De volta ao hotel, naquela noite Clara teve sonhos estranhos, pesadelos. Um mulher alta e desconhecida se aproximava dela tentando esganá-la. Ela acordou várias vezes durante a noite tendo sempre o mesmo pesadelo. 

Na manhã seguinte durante o café da manhã Clara pensou ter visto uma mulher sentada numa mesa, nos fundos do restaurante, olhando para ela. Mas quando ela olhou novamente a pessoa tinha sumido sem ter saído pela porta que ficava ao lado da mesa dela. Ela ainda pensou ter visto essa mesma mulher durante todos os passeios que fez com os turistas naquele dia. Parecia alguém que Clara conhecia, mas ela não se lembrava de onde. 

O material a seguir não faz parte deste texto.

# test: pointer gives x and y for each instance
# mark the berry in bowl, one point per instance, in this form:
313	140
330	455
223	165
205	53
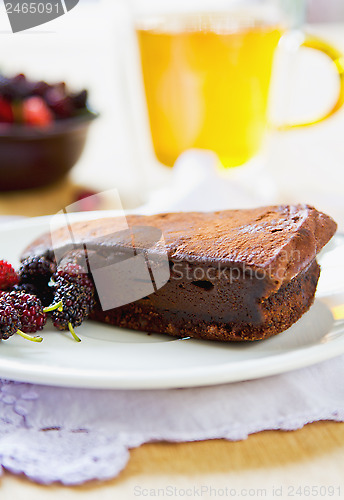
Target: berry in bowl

Naquela noite enquanto Clara caminhava pelo corredor indo para seu quarto sentiu uma mão sobre seu ombro, ela se assustou, deu um grito. Ao se virar para ver quem era, não havia ninguém. Ela rapidamente entrou em seu quarto e trancou a porta. Custou a dormir . 

No dia seguinte entre os passeios programados estava uma ida à parte mais velha da cidade onde havia uma capela muito antiga, com santos barrocos, uma linda construção do século XVIII. Os turistas ficaram encantados com o lugar. Atrás da capela havia um cemitério, com túmulos muito antigos e alguns mais recentes.  Caminhando por entre eles, Clara ficou estarrecida ao ver a foto que havia sobre uma das lápides. Era a mulher que Clara vira no restaurante. Do lado da foto estava escrito: Aqui jaz Marta Philomena Phidelis, na mesma placa apareciam duas datas: *12/12/1822 e + 05/10/1874. Imediatamente um filme passou pela mente de Clara, ela reviu sua infância, e lembrou de onde conhecia aquela mulher . Era Marta, a sua amiga imaginária, a mesma mulher com quem brincara quando pequena e que só ela conseguia ver. A mesma mulher, que um dia em sonho lhe avisou sobre a morte de sua mãe. Em pânico ela retornou ao hotel, explicando ao gerente do hotel que não se sentia bem. Naquela tarde ela não trabalhou. Chegou a ter febre, um médico foi chamado mas disse que devia ser apenas cansaço, ou saudades de casa, sua febre parecia ser de cunho emocional, mas nada grave.

Enquanto Clara descansava em seu quarto no hotel. Um vulto lá embaixo encostado ao muro, do outro lado da rua, olhava atentamente para a janela do 3º andar, o quarto de Clara. Uma mulher muito alta de cabelos muito longos, vestindo trajes de uma época muito distante, era ela. Marta, aguardando, talvez um reencontro com Clara.